A un gesto de Shepherd, Nigel se incorporó, salió con dificultad del taxi y sujetó la puerta para que Paul se bajase.

– Deberíamos volver a hablar -dijo Shepherd.

– Si quieres…

– Por supuesto, porque no acabo de pillarlo. Lo haré, pero todavía no. -Se colocó el nudo de la corbata, se sacó algo de la solapa-. Eres un tipo completamente distinto, Paul. Te quedaste ahí sentado viendo… eso, y ni te inmutaste.

Cuatro

Javine le estaba dando el biberón al niño cuando Theo llegó a casa. Con él apoyado en su brazo izquierdo, estiraba la mano para mantener el biberón en su lugar y hojeaba una revista con la mano que le quedaba libre.

Theo se quedó de pie en la puerta, levantando la comida para llevar que había comprado de camino.

– Deja que termine con el niño primero -dijo Javine.

Theo llevó la bolsa a la cocina, luego volvió y se sentó junto a su novia. Rebuscó entre los cojines del sofá en busca del mando de la tele.

– ¿Qué tal el día?

Recorrió los canales.

– Ha hecho buen tiempo. Ya es algo.

Algo, cuando te pasas ocho horas de pie en una esquina u otra. Vigilando. Corriendo de un lado para otro.

– Sí, ha sido agradable. -Javine acarició la mejilla de su hijo con el dorso de la mano-. Le he llevado al parque, hemos visto a Gemma.

Theo asintió, miró tragar al niño un minuto.

– Sí que tiene hambre, tía.

– La leche en polvo no es cara -dijo Javine.

– Ya lo sé.

– Te la dan a granel, como los pañales.

– No lo digo por eso. -Theo volvió a mirar la tele-. Es bueno, ¿sabes? Es buena señal.

Vieron gran parte de EastEnders mientras el niño terminaba el biberón y, cuando Javine se lo llevó al dormitorio, Theo metió la comida en el microondas y sacó platos y cubiertos. Gambas y setas para ella, ternera picante para él. Arroz tres delicias y pan de gambas, latas de cerveza y Coca-Cola Light. Otro culebrón mientras comían con los platos en el regazo, el de los granjeros del norte y todo el rollo. Theo no lo seguía.
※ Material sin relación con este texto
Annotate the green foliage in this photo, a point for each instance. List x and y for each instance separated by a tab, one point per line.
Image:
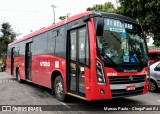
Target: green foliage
146	12
106	7
8	36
– Gemma habló de salir alguna noche de la semana que viene -dijo Javine-. Hay un club nuevo en Peckham. Dice que su hermano nos puede meter.

– Vale.

– ¿Seguro?

– Te he dicho que sí.

– Voy a meter los biberones en la nevera.

Theo revolvió el arroz en el plato.

– A lo mejor le puedo pedir a Mamá que se quede con él.

Javine resopló y dijo «estupendo», lo que significaba que no lo era.

– Sólo si surge algo, ya sabes.

– Como quieras. -Javine dejó caer el tenedor en el plato-. Pero no creo que una noche vaya a hacerte daño, y creo que sería buena idea recurrir un poco menos a tu madre, reservarla para cuando realmente la necesitemos, ¿vale? -Se levantó y empezó a recoger los platos-. Por si algún día salimos los dos juntos, por ejemplo.

– Está bien, ya lo pillo, ¿vale? -Se terminó la cerveza-. No hace falta que te alteres, tía. -No, no estaba bien en realidad, pero ¿qué otra cosa iba a decir? Hacía casi seis meses que había nacido el niño y sabía que a lo más emocionante que llegaba la vida de Javine eran el parque y el centro de juegos. Gemiría era la única amiga que había hecho desde que la había traído de vuelta aquí, y sabía que había dejado muchas otras cosas atrás.